If the District wants to become a coffee city, Joel Finkelstein says, its chefs must lead the charge. (Tim Carman/The Washington Post)

The Qualia owner and roaster views coffee beans not as a drug for early risers but as a perishable agricultural product that needs to be treated as respectfully as any other gourmet kitchen ingredient. One of Finkelstein’s frustrations — and one of the reasons he thinks the District lags behind coffee cities such as Seattle, San Francisco and New York — is that local chefs haven’t fully embraced the gourmet java movement. (Incidentally, Washington,. D.C., ranks 19 out of 20 cities on Travel + Leisure’s 2011 list of “America’s Best Coffee Cities.”)

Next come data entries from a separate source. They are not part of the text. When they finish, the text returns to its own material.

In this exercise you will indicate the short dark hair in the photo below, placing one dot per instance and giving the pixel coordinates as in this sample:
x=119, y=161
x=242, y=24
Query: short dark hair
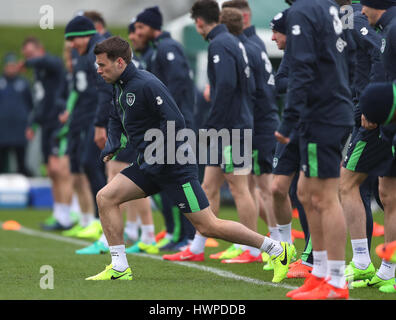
x=208, y=10
x=237, y=4
x=233, y=20
x=95, y=17
x=31, y=39
x=115, y=47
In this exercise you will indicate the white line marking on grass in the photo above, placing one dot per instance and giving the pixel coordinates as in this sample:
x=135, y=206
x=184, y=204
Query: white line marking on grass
x=218, y=272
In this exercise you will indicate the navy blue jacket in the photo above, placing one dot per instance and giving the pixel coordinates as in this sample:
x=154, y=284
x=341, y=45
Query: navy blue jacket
x=230, y=86
x=145, y=57
x=94, y=94
x=15, y=105
x=386, y=25
x=290, y=115
x=169, y=64
x=49, y=75
x=265, y=108
x=250, y=32
x=369, y=66
x=282, y=75
x=319, y=75
x=142, y=102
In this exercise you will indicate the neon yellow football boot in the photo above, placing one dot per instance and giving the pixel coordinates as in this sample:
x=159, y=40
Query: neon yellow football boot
x=110, y=274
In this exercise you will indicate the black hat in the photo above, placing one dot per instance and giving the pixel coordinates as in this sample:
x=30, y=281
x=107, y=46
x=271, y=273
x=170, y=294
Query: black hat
x=278, y=23
x=10, y=57
x=131, y=26
x=79, y=26
x=378, y=102
x=151, y=17
x=378, y=4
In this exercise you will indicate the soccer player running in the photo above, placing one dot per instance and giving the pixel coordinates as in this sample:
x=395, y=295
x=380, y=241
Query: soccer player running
x=359, y=175
x=141, y=103
x=319, y=90
x=49, y=75
x=382, y=15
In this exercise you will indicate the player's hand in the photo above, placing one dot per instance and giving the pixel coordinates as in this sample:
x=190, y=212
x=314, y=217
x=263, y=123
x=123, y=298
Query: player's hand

“The restaurant industry is really far behind. In D.C., in particular, they’re really far behind in terms of understanding certain culinary aspects of coffee,” Finkelstein told a small group of food writers and bloggers invited to Qualia on Thursday for an informal talk about coffee.

“This is a big pet peeve of mine, where [chefs], honestly, put so much attention into their ingredients and then use not very good coffee,” Finkelstein said. “They’re having the servers make the coffee a lot of time, and the servers . . . they don’t have the time, they don’t have the patience and they don’t have the training to be making food, which coffee really is. I think that’s kind of an ingrained cultural thing.”

Finkelstein is not some Pollyanna idealist with no grounding in business. He understands the complications of serving good-quality coffee at restaurants. Coffee can be expensive. The profit margins are low. Restaurateurs might have their hands tied by contracts signed with local roasters, which supply the beans, the equipment and the training. Restaurants, in other words, might not even have much control over their coffee service, which is bizarre on the face of it. How many chefs would surrender control of their grill station to, say, a beef supplier?

“Basically, it’s going to take some forward-thinking chefs to say, ‘We can’t do business the same way anymore.We’re serving these fantastic meals, then we’re serving crappy coffee,’ ”says Finkelstein, who sells beans to Chez Billy and DC Reynolds, both in Petworth.

“It took a long time for beer to come around. I’m hoping coffee will be next, and people will start to appreciate that.”

When I circled back with Finkelstein this morning and told him that I was going to write about his chef call-out, he didn’t back down from his statements. A true iconoclast. He even wanted to widen the scope.

The chefs-and-coffee issue, he e-mailed, “dovetails with the resistance of DC farmers markets to admit coffee vendors and a lack of recognition of the value of small-batch, locally roasted beans.”